En daarom is het goed dat we op de Biddag voor Gewas en Arbeid apart de tijd nemen om ons er weer van bewust te worden dat we aardlingen zijn, grondmensen, bodembewoners – en dat dat de wil van God is. De aarde niet alleen maar als verwaarloosbaar decor, maar als de plek waar God leven geeft.

Dat hoor ik allemaal meeklinken in dat eenvoudige zinnetje dat de toon zet voor Psalm 24: ‘Van de HEER is de aarde’. Van de HEER is de bodem. Van de HEER is de grond. Van de HEER is de ‘erets’, is de ‘adamah’.

Ik haal nu nog twee dingen naar voren uit de Psalm.

Het eerste is dit: de mens komt in beeld vanuit een vraag: ‘Wie mag de berg van de HEER bestijgen, wie mag staan op zijn heilige plaats?’ Tegen de achtergrond van wat we nu gezien hebben is die berg allereerst een heel grote bult grond. Het is een verhoging in de aarde. En in de Bijbel wordt zo’n berg grond verbonden met Gods aanwezigheid. Daar waar de aarde, waar de grond hoog opgeslagen ligt, een berg, daar is God in het bijzonder aanwezig. Het is een heilige plaats. Grond is in de Bijbel heilig. En een grote bult grond is extra heilig. En dan is de vraag: Wie mag daar komen. Welke mens is daar welkom?

En een beetje tegendraads zou ik als antwoord willen geven: iemand die vuile handen durft te maken, die in de aarde wroet, die omgaat met het aardse leven zoals het door God is bedoeld. Want de aarde is van de Heer. De grond is de vindplaats van God.

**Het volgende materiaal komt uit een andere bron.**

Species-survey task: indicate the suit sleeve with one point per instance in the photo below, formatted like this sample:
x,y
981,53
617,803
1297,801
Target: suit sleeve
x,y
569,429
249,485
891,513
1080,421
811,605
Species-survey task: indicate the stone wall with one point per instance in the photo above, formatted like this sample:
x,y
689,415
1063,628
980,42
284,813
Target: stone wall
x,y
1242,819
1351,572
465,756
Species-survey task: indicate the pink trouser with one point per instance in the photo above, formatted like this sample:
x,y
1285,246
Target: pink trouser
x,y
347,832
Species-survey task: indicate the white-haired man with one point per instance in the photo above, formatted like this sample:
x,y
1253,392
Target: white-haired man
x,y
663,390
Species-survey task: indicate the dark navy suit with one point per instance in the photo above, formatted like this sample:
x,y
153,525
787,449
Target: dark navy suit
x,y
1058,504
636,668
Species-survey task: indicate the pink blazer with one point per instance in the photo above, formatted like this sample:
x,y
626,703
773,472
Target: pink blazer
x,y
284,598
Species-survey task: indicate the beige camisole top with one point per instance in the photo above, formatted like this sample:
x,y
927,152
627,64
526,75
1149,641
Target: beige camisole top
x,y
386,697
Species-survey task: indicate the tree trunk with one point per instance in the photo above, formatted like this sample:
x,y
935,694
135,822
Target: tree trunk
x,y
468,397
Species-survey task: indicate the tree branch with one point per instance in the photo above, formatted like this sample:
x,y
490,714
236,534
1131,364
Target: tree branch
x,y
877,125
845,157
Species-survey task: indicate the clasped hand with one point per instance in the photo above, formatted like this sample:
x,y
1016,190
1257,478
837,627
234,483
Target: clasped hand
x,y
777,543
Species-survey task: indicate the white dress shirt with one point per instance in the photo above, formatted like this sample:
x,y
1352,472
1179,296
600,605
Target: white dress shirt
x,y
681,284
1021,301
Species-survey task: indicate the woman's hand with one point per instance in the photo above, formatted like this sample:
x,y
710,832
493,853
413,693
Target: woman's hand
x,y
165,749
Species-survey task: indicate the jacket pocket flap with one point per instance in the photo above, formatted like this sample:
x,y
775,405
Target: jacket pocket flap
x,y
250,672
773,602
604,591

Er staat als antwoord: “Wie reine handen heeft en een zuiver hart”. Reine handen dat zijn de handen van mensen die eerbied hebben voor wat God maakte, die eerbied hebben voor de bodem waarop zij leven, die eerbied hebben voor het land. Iemand die reine handen heeft is iemand die vuile handen maakt door in de aarde te wroeten, door aardling te zijn zoals God het heeft bedoeld, door het leven zoals God dat bedoeld heeft te leven te midden van alle andere levende wezens. Een zuiver op God afgestemd hart is een hart dat in al het aardse de scheppende aanwezigheid van God opmerkt.

We hebben in dit verband eeuwenlang het woord rentmeester gebruikt. En hoe Bijbels dat woord ook is, veel rentmeesterschap heeft geleid tot uitbuiting van de aarde, tot het stuk maken van de aarde omdat het niet meer was dan een decor, niet meer dan een gebruiksvoorwerp dat je na gebruik kunt weggooien. Een wegwerpartikel.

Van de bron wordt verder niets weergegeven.